Chitrakoot presents an exhibition of paintings by Arindam Chatterjee, Chhatrapati Dutta, Amitava Dhar & Partha Shaw from 26th November to 5th December, 2007.

The four artists mounted here represent the dominant trend in late 20th century Bengal art, namely, abstraction. Till the 70s abstraction kept a low profile in the works of the artists, senior or young.


Amitava Dhar's Painting
Amitava Dhar, however, is one of those few dedicated abstractionists who have painted nothing but abstract since the early 80s. But gradually his images began to include shapes and form not identifiable but strongly suggestive of hairy animals and parts of limbs. The result is intriguing and evocative.


Arindam Chatterjee's Painting
Arindam Chatterjee, the youngest of them, turns out large painterly abstract canvases in which lines textures tones and spaces enact a complex interplay of layered moods and meanings.
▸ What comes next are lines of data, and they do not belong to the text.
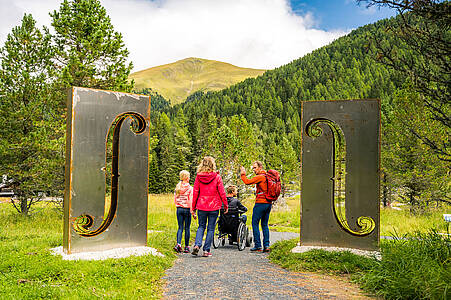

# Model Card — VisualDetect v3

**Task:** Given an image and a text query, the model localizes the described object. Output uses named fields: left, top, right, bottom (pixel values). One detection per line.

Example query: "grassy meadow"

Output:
left=0, top=195, right=449, bottom=299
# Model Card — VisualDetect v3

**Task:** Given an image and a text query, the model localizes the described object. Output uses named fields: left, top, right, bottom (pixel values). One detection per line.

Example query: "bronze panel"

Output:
left=63, top=87, right=150, bottom=253
left=300, top=100, right=380, bottom=250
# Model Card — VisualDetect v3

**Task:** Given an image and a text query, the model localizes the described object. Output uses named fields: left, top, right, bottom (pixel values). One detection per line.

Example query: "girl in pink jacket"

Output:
left=191, top=156, right=228, bottom=257
left=174, top=170, right=193, bottom=253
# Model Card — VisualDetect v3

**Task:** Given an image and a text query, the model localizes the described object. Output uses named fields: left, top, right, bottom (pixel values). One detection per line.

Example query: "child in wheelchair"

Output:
left=218, top=185, right=249, bottom=250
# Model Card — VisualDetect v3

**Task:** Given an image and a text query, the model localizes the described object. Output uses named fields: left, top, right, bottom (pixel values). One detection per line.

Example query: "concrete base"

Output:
left=291, top=244, right=382, bottom=260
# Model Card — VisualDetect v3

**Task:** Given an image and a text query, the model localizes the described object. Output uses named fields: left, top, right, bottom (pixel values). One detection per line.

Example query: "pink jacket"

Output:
left=193, top=172, right=228, bottom=211
left=174, top=182, right=193, bottom=211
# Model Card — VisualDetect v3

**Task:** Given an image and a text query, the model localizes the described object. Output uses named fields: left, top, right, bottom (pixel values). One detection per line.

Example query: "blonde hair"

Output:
left=175, top=170, right=189, bottom=196
left=197, top=156, right=216, bottom=173
left=227, top=185, right=237, bottom=194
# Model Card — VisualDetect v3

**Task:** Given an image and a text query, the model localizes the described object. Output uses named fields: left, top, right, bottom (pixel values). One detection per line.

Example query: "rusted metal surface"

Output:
left=63, top=88, right=150, bottom=253
left=300, top=100, right=380, bottom=250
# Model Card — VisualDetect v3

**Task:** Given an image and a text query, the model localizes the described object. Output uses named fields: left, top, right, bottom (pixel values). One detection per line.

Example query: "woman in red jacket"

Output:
left=191, top=156, right=228, bottom=257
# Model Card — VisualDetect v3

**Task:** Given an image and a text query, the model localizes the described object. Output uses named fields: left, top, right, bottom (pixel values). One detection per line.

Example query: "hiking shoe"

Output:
left=191, top=246, right=199, bottom=256
left=251, top=247, right=262, bottom=252
left=174, top=244, right=182, bottom=253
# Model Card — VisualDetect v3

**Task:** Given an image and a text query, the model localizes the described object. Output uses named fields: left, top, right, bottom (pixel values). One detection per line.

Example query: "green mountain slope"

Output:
left=130, top=57, right=265, bottom=104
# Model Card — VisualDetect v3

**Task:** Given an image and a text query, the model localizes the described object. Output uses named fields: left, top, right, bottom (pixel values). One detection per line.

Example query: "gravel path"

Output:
left=164, top=232, right=368, bottom=300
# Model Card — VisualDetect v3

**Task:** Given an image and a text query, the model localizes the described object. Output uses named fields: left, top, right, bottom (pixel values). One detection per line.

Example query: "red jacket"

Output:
left=193, top=172, right=228, bottom=211
left=241, top=170, right=271, bottom=203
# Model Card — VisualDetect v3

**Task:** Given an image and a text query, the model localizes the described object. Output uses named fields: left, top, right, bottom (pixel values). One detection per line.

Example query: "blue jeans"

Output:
left=252, top=203, right=272, bottom=248
left=194, top=210, right=219, bottom=252
left=177, top=207, right=191, bottom=246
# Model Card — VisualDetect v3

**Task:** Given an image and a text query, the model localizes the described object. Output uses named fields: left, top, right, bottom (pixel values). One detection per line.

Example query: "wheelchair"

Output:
left=213, top=211, right=252, bottom=251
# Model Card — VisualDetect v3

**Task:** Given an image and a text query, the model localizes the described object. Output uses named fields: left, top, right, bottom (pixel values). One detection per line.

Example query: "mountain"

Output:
left=130, top=57, right=266, bottom=105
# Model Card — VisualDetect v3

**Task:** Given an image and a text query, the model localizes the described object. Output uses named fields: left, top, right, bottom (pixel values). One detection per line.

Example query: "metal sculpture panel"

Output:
left=300, top=100, right=380, bottom=250
left=63, top=88, right=150, bottom=253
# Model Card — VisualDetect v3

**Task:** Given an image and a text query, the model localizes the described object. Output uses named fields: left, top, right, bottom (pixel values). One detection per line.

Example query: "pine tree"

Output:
left=50, top=0, right=133, bottom=92
left=0, top=14, right=64, bottom=215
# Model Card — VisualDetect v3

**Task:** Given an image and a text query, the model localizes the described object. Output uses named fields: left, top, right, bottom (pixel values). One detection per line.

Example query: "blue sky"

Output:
left=290, top=0, right=395, bottom=30
left=0, top=0, right=394, bottom=71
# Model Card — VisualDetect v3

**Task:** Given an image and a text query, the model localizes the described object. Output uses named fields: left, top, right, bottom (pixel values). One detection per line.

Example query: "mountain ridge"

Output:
left=129, top=57, right=266, bottom=105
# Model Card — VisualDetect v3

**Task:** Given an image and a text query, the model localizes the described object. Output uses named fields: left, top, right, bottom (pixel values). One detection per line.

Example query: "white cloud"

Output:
left=0, top=0, right=345, bottom=71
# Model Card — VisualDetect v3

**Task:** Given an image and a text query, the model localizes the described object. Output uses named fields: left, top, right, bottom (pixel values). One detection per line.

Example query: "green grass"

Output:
left=381, top=206, right=451, bottom=236
left=0, top=201, right=175, bottom=299
left=0, top=195, right=451, bottom=299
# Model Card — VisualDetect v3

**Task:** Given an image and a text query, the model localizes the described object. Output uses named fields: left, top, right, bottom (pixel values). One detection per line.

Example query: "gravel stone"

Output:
left=164, top=232, right=366, bottom=299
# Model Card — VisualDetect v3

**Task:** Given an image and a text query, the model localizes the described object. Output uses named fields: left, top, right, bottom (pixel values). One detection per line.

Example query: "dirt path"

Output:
left=164, top=232, right=372, bottom=300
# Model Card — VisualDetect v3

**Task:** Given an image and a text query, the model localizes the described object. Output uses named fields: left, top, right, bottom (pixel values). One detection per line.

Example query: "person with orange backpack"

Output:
left=240, top=161, right=281, bottom=252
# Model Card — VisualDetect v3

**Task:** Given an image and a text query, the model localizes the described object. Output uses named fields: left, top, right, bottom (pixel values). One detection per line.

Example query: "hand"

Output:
left=240, top=166, right=246, bottom=175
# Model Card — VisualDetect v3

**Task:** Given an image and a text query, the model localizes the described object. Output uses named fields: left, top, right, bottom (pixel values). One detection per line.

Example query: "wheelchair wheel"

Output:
left=237, top=223, right=246, bottom=251
left=213, top=222, right=224, bottom=249
left=246, top=227, right=252, bottom=247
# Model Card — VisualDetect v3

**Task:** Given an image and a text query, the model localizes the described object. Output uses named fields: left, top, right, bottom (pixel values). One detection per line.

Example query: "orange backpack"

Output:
left=265, top=170, right=282, bottom=202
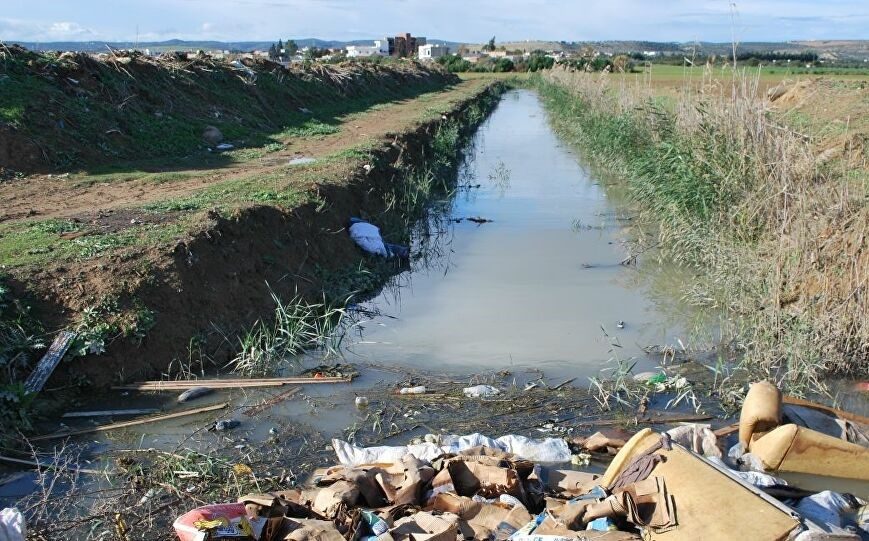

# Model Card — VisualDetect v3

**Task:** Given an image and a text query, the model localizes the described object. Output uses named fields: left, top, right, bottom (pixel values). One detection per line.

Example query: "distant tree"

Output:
left=284, top=39, right=299, bottom=56
left=528, top=51, right=555, bottom=71
left=437, top=54, right=471, bottom=73
left=492, top=58, right=515, bottom=73
left=613, top=54, right=630, bottom=73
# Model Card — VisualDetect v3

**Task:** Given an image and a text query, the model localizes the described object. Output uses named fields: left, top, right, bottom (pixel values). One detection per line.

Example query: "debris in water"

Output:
left=462, top=385, right=501, bottom=398
left=208, top=419, right=241, bottom=432
left=178, top=386, right=214, bottom=403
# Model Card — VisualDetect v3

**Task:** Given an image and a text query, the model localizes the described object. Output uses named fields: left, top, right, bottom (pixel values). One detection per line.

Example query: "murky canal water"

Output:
left=348, top=90, right=681, bottom=381
left=0, top=90, right=700, bottom=499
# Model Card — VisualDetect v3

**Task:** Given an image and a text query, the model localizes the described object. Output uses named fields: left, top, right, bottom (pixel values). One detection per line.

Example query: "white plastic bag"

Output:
left=462, top=385, right=501, bottom=398
left=350, top=222, right=389, bottom=257
left=0, top=507, right=27, bottom=541
left=332, top=434, right=570, bottom=466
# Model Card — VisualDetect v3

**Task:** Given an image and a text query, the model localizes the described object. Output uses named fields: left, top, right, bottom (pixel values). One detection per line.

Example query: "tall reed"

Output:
left=536, top=69, right=869, bottom=392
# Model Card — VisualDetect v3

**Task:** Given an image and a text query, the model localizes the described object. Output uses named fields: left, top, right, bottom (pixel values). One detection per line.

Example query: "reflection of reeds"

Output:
left=538, top=69, right=869, bottom=391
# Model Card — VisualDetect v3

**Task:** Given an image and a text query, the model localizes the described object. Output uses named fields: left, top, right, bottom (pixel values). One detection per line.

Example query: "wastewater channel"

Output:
left=0, top=90, right=704, bottom=506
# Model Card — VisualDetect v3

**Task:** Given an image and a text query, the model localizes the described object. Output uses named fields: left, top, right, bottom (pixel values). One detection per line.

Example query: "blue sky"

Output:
left=0, top=0, right=869, bottom=42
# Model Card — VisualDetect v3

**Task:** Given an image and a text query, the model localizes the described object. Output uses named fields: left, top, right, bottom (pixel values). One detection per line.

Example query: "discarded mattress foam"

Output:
left=751, top=424, right=869, bottom=481
left=332, top=434, right=570, bottom=466
left=350, top=222, right=389, bottom=257
left=595, top=428, right=799, bottom=541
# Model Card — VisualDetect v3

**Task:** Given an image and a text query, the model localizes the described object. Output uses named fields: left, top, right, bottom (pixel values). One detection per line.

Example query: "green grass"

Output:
left=0, top=215, right=192, bottom=268
left=0, top=51, right=458, bottom=171
left=276, top=119, right=341, bottom=138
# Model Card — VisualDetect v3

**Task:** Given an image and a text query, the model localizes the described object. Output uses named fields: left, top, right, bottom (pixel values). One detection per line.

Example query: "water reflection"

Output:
left=347, top=91, right=684, bottom=377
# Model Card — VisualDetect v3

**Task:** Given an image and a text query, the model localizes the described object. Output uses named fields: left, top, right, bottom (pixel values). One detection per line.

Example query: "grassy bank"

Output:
left=0, top=45, right=458, bottom=175
left=0, top=78, right=503, bottom=438
left=534, top=70, right=869, bottom=391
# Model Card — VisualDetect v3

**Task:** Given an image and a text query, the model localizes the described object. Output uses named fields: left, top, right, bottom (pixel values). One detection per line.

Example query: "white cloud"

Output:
left=0, top=0, right=869, bottom=41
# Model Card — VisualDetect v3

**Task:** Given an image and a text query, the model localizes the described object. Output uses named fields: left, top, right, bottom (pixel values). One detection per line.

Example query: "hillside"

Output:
left=0, top=46, right=453, bottom=172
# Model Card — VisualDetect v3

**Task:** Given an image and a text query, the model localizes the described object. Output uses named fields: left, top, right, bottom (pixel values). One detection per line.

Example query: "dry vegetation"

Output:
left=541, top=65, right=869, bottom=391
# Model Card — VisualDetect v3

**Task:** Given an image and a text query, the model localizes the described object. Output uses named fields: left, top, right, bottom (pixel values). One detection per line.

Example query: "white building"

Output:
left=419, top=43, right=450, bottom=60
left=347, top=39, right=389, bottom=58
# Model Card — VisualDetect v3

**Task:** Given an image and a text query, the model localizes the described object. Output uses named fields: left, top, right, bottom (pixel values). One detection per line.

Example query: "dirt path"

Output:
left=0, top=79, right=489, bottom=223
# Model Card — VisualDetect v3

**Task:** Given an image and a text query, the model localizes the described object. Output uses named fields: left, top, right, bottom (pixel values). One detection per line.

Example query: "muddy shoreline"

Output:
left=10, top=84, right=504, bottom=424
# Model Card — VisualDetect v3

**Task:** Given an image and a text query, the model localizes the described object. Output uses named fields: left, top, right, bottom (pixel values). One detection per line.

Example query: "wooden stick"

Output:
left=30, top=402, right=229, bottom=441
left=61, top=408, right=160, bottom=418
left=112, top=377, right=353, bottom=391
left=0, top=455, right=103, bottom=475
left=244, top=387, right=302, bottom=417
left=24, top=331, right=75, bottom=393
left=782, top=395, right=869, bottom=425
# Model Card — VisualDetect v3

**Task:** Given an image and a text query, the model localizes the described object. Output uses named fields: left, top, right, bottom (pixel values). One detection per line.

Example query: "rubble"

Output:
left=175, top=384, right=869, bottom=541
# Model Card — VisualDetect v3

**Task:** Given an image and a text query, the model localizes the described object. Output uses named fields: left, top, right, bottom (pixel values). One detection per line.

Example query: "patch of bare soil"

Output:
left=0, top=80, right=488, bottom=222
left=12, top=85, right=502, bottom=396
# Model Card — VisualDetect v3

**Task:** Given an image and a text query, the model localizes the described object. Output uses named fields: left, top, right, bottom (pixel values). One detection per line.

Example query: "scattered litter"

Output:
left=462, top=385, right=501, bottom=398
left=332, top=434, right=571, bottom=466
left=208, top=419, right=241, bottom=432
left=244, top=387, right=302, bottom=417
left=24, top=331, right=76, bottom=393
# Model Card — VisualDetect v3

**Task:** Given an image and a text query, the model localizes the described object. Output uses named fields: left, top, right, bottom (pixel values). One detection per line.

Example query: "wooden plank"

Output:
left=30, top=402, right=229, bottom=441
left=112, top=377, right=353, bottom=391
left=61, top=408, right=160, bottom=419
left=244, top=387, right=302, bottom=417
left=24, top=331, right=75, bottom=393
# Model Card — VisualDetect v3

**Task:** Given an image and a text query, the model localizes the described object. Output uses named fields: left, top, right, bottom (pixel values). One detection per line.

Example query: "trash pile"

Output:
left=174, top=383, right=869, bottom=541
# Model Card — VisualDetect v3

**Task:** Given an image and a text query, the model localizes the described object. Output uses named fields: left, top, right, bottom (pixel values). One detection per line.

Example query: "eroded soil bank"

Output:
left=2, top=62, right=502, bottom=426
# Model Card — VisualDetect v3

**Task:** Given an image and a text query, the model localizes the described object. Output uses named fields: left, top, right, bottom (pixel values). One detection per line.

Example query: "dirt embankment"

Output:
left=0, top=46, right=458, bottom=173
left=12, top=81, right=500, bottom=387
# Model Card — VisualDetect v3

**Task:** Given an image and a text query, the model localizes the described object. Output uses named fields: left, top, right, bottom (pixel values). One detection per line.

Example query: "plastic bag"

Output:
left=463, top=385, right=501, bottom=398
left=332, top=434, right=570, bottom=466
left=350, top=222, right=389, bottom=257
left=0, top=507, right=27, bottom=541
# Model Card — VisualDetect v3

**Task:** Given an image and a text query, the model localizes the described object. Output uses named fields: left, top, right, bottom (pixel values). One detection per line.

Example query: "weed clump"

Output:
left=536, top=69, right=869, bottom=392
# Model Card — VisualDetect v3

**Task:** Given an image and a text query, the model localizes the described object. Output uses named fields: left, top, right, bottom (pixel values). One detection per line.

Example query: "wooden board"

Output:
left=30, top=402, right=229, bottom=441
left=24, top=331, right=75, bottom=393
left=112, top=377, right=353, bottom=391
left=61, top=408, right=160, bottom=419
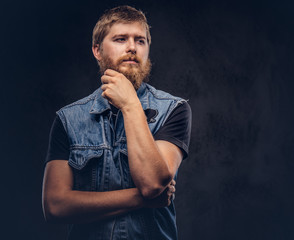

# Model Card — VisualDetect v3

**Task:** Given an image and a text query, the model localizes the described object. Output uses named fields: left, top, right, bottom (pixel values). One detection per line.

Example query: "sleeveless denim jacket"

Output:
left=57, top=83, right=186, bottom=240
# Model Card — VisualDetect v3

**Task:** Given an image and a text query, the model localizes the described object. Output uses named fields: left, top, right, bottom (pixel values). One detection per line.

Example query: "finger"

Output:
left=101, top=91, right=112, bottom=104
left=168, top=186, right=176, bottom=193
left=101, top=84, right=108, bottom=91
left=170, top=179, right=176, bottom=186
left=101, top=75, right=113, bottom=84
left=104, top=68, right=119, bottom=77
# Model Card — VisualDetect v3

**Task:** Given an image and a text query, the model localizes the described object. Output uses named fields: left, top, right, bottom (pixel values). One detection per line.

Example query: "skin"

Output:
left=42, top=23, right=182, bottom=223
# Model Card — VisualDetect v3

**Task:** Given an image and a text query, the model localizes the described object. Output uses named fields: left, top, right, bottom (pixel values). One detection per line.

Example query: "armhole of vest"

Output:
left=161, top=98, right=189, bottom=127
left=56, top=110, right=68, bottom=134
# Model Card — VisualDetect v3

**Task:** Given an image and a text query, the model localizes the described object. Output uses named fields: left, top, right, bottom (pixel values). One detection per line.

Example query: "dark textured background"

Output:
left=0, top=0, right=294, bottom=240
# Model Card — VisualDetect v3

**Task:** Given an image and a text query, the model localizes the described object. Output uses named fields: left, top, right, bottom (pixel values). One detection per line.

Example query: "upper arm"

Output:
left=155, top=140, right=183, bottom=178
left=42, top=160, right=73, bottom=217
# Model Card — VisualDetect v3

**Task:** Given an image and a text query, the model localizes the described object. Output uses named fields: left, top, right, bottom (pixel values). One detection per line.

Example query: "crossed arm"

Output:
left=42, top=70, right=182, bottom=223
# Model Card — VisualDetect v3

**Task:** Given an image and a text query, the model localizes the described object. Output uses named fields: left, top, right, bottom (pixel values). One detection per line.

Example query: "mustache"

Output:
left=117, top=54, right=142, bottom=64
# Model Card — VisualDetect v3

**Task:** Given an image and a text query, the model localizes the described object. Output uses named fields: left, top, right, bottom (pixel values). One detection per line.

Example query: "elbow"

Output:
left=43, top=195, right=64, bottom=224
left=140, top=186, right=164, bottom=199
left=140, top=172, right=173, bottom=199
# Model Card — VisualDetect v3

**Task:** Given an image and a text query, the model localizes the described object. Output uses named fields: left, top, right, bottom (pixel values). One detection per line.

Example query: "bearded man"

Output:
left=43, top=6, right=191, bottom=240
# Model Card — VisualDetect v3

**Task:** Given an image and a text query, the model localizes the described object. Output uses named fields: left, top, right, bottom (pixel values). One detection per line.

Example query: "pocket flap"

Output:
left=68, top=149, right=103, bottom=170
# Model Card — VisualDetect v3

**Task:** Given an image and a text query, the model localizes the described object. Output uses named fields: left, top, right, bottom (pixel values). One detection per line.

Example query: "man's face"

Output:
left=94, top=22, right=151, bottom=89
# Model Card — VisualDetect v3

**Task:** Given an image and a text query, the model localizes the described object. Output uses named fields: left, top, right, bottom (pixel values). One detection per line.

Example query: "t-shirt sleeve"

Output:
left=45, top=116, right=70, bottom=163
left=154, top=102, right=192, bottom=159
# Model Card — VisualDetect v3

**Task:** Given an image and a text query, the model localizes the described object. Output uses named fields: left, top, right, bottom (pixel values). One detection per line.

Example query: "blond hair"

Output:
left=92, top=5, right=151, bottom=47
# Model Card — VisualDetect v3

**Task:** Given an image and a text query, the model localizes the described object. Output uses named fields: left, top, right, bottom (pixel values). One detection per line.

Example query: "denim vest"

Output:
left=57, top=83, right=185, bottom=240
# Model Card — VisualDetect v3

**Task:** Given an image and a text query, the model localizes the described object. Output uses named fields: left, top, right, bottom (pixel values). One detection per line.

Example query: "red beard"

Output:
left=99, top=51, right=151, bottom=90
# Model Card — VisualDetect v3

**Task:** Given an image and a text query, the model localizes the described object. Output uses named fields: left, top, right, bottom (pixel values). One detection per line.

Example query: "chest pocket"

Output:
left=69, top=148, right=122, bottom=192
left=68, top=148, right=104, bottom=191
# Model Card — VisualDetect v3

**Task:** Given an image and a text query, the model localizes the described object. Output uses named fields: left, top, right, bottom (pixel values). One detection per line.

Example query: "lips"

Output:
left=123, top=58, right=138, bottom=63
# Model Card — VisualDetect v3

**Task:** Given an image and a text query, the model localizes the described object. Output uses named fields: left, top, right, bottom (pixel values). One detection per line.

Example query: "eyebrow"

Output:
left=112, top=34, right=146, bottom=39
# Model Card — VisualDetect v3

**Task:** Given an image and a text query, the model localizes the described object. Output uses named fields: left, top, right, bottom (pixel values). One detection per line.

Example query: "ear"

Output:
left=92, top=44, right=102, bottom=61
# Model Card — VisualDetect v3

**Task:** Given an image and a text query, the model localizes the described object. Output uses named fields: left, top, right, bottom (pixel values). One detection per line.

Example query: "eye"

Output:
left=138, top=39, right=146, bottom=45
left=114, top=38, right=126, bottom=42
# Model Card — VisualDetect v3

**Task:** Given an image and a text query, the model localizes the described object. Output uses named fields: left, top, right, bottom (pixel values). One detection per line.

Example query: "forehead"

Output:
left=106, top=22, right=147, bottom=38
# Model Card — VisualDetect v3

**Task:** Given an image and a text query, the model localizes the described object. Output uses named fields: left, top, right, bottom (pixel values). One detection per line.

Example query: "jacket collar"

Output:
left=90, top=82, right=149, bottom=114
left=90, top=82, right=158, bottom=123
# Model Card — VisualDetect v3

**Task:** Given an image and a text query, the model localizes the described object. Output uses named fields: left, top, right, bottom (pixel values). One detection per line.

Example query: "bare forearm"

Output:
left=122, top=103, right=173, bottom=197
left=43, top=188, right=144, bottom=223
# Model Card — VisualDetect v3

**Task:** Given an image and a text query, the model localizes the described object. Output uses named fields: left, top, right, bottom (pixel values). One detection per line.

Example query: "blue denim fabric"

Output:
left=57, top=83, right=185, bottom=240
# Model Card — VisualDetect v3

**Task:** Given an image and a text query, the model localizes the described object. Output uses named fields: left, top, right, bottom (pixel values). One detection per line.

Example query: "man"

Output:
left=43, top=6, right=191, bottom=240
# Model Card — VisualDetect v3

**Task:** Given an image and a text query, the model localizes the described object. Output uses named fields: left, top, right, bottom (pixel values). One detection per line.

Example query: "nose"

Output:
left=127, top=38, right=137, bottom=54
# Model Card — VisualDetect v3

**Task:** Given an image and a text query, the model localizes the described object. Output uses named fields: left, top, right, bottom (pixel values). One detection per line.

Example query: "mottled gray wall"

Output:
left=0, top=0, right=294, bottom=240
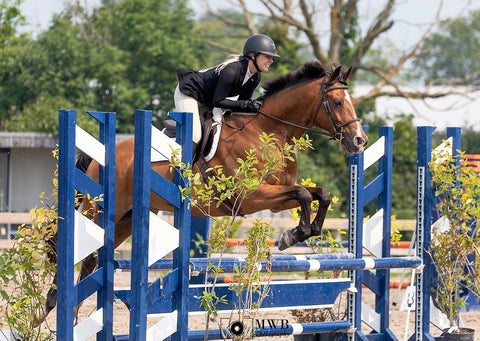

His recent frames on show sporting darker shades of brown and gray and partly streaked with arterial strokes of black exude a feel of mystic solemnity.


Partha Shaw's Painting
Partha Shaw’s works on paper with sharp-edged shapes embedded in flat colour spaces seem fresh variations on Suprematist abstraction. His strong point, of course, is colour, which he handles with a good deal of aplomb.


Chhatrapati Dutta's Painting
Chhatrapati Dutta stands out among the rest as a tireless innovator in terms of formal ideas and technique, responding creatively to a wide range of updates coming his way from the post-60s West, re-orienting the figurative idiom to almost non-semantic impact.